The results track closely with what snap polls found immediately after the joint U.S. and Israeli strikes began, suggesting that initial public skepticism has not meaningfully softened as the conflict has continued into its second week.
Americans doubt the stated case for war
One of the more striking findings across recent polls is how many Americans are unconvinced by the administration’s explanation for why the war started. A majority of voters in at least one major survey said they did not believe Iran posed an imminent military threat to the United States before the strikes began, which stands in direct tension with the White House’s public justification for the action.
At the same time, the picture is not entirely one-sided. A separate poll found roughly six in ten registered voters view Iran as a genuine national security threat, and about half of American adults expressed significant concern about Iran’s nuclear program as a direct danger to the country. The gap between seeing Iran as a long-term threat and believing the timing and scale of the military response was justified appears to be where much of the public ambivalence lives.
Several polls found that a majority of Americans feel the Trump administration has not clearly explained its reasoning for the strikes, a sentiment that cuts across party lines to some degree even as Republicans remain broadly supportive of the president’s decision.
Gas prices are the issue that crosses party lines
If there is one finding that cuts most cleanly across partisan divisions, it is concern about energy costs. The vast majority of Americans, including large shares of Republicans, report being worried about oil and gasoline prices rising as a direct result of the conflict. Only about a quarter of voters say they are not concerned about prices at all.
Looking ahead, roughly two-thirds of Americans expect gas prices to get worse over the coming year as a consequence of the military action. That pessimism is most pronounced among Democrats and independents, but a significant portion of Republican voters also anticipate prices will worsen rather than improve. The numbers reflect a real-world anxiety that is already showing up at gas stations, where prices have climbed to their highest point in roughly nineteen months.
Trump has pushed back on the connection between the war and rising prices, framing the increases as temporary and artificial, and has threatened further military action against Iran if it attempts to disrupt global oil flows. Whether those assurances are reaching voters is less clear.
Most Americans feel less safe, not more
The argument that military force against Iran would ultimately make the United States safer is not landing with most of the public. Across multiple polls, roughly half of voters say the strikes have made the country less safe rather than more, while only about three in ten say the action has improved the country’s security outlook. A separate survey found about half of Americans believe the strikes will make Iran more of a threat going forward, not less.
Trust in the president’s judgment on military matters is also limited. About six in ten Americans say they trust Trump only a little or not at all to make the right decisions about the use of military force, according to polling conducted since the strikes began. That skepticism predates the current conflict as well, with surveys taken before the war reflecting similar levels of doubt about the administration’s foreign policy decision-making.
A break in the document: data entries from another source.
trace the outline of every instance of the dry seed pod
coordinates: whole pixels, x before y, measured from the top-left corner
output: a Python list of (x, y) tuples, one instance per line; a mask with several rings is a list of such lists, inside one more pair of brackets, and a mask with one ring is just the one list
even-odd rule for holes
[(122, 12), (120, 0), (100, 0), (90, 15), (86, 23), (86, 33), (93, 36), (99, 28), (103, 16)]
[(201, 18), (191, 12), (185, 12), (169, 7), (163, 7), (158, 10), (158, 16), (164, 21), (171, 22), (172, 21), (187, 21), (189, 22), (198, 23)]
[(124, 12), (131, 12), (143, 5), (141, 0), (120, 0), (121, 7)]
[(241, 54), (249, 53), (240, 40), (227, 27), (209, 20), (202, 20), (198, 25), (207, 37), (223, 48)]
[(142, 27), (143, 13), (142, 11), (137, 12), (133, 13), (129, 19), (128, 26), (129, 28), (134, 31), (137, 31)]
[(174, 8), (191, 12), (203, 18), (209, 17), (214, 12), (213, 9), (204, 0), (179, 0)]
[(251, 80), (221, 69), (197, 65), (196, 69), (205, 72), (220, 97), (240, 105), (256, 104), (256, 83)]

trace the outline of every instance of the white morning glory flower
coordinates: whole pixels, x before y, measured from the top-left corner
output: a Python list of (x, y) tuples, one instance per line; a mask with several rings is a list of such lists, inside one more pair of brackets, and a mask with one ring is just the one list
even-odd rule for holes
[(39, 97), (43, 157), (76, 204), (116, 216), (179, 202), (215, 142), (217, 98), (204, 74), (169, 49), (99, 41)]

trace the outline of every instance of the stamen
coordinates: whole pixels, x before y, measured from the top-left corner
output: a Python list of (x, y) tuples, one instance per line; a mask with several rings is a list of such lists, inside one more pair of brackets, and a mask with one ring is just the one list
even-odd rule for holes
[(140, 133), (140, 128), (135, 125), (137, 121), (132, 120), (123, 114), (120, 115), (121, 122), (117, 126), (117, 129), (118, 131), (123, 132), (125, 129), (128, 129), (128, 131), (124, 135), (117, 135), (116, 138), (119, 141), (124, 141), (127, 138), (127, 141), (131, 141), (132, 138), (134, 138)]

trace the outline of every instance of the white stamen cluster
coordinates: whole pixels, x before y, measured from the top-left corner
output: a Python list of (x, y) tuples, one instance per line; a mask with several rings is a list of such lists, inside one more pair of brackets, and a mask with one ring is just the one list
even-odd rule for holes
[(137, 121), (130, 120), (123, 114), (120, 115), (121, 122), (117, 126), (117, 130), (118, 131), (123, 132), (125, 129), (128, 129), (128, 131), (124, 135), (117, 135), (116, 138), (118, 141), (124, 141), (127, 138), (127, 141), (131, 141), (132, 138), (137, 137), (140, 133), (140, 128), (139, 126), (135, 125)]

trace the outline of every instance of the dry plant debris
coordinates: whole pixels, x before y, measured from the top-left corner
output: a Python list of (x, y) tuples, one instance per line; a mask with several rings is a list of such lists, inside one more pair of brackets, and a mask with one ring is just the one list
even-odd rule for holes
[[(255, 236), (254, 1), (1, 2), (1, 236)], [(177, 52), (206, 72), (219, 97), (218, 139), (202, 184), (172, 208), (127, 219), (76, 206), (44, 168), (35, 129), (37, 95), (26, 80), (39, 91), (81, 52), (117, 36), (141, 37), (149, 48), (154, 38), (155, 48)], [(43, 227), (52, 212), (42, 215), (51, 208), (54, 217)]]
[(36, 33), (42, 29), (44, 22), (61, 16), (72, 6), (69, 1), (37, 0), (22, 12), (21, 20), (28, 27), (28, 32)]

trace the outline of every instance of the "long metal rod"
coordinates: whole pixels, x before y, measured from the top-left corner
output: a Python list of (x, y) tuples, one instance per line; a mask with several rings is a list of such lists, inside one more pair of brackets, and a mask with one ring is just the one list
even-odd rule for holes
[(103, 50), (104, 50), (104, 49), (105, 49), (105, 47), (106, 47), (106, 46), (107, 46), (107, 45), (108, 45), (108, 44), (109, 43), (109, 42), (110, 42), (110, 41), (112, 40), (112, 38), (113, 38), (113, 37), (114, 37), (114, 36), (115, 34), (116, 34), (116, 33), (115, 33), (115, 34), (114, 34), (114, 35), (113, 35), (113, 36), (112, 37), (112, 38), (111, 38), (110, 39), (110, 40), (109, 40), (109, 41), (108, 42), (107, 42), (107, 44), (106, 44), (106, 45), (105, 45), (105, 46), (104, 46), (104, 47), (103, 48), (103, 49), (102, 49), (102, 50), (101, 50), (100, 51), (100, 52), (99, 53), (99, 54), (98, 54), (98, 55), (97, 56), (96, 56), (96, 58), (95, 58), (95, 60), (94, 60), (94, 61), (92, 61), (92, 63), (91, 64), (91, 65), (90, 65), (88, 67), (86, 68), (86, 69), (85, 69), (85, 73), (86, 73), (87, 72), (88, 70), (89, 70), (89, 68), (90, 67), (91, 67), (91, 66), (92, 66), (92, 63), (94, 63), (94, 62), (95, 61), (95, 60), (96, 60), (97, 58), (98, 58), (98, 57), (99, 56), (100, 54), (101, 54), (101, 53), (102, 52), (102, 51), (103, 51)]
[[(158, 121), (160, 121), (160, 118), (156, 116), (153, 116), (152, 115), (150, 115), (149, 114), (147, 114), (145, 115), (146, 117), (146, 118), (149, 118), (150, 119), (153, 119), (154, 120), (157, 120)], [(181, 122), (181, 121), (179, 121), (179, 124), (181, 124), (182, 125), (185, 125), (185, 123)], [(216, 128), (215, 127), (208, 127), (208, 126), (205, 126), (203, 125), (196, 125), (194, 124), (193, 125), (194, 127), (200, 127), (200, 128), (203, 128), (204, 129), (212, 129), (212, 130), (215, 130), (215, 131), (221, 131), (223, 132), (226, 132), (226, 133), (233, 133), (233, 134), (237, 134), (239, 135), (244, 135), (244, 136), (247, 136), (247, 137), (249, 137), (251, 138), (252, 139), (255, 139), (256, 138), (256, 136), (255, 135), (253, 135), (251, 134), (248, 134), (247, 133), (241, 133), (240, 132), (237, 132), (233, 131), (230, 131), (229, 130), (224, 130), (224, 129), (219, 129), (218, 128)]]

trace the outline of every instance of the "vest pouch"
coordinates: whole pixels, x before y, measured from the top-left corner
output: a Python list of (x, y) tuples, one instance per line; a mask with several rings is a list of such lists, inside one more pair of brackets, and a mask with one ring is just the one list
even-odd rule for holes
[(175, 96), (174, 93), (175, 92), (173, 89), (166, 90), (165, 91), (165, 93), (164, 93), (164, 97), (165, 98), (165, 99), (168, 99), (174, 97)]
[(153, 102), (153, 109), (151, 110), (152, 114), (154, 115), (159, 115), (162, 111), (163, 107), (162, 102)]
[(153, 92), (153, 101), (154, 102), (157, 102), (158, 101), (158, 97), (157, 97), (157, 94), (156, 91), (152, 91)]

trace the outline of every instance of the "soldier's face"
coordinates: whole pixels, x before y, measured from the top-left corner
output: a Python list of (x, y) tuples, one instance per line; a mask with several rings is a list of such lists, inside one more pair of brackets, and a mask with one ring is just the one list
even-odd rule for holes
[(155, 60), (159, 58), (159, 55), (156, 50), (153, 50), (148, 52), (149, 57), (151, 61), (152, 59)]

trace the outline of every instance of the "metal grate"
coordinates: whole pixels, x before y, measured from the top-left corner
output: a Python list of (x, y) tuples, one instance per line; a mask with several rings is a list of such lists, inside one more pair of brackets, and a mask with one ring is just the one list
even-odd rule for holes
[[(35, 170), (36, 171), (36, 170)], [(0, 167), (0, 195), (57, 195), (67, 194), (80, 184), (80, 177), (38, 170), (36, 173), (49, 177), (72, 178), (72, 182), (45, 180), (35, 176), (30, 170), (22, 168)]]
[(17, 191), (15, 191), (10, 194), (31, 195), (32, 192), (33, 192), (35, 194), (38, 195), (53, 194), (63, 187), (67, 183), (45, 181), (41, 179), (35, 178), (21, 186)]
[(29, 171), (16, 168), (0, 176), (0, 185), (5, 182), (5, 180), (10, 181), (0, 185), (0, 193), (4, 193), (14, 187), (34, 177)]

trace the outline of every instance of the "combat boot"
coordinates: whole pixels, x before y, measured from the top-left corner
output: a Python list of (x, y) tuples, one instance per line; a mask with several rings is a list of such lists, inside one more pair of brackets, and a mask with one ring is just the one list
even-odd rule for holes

Republicans express considerably more confidence in the president than Democrats or independents, but even within his own party, enthusiasm for the conflict has limits.
Ground troops remain deeply unpopular
Perhaps the clearest and most bipartisan finding across all recent polling is the overwhelming opposition to sending American ground troops into Iran. Roughly three-quarters of voters oppose the idea, according to at least one survey conducted after several U.S. service member deaths were announced. Even among Republican voters, more oppose sending troops than support it.
The concern about American casualties extends well beyond ground deployment. Nearly nine in ten American adults report being worried about the military action putting U.S. personnel at risk, a figure that includes large majorities of both Republican and Democratic respondents. The Trump administration has not ruled out additional escalation and has acknowledged that some level of American casualties is likely as the conflict continues.
The polling, taken together, suggests that while Republicans remain behind the president in broad terms, there is a ceiling on public tolerance for the conflict, and it may be reached well before the administration considers the mission complete.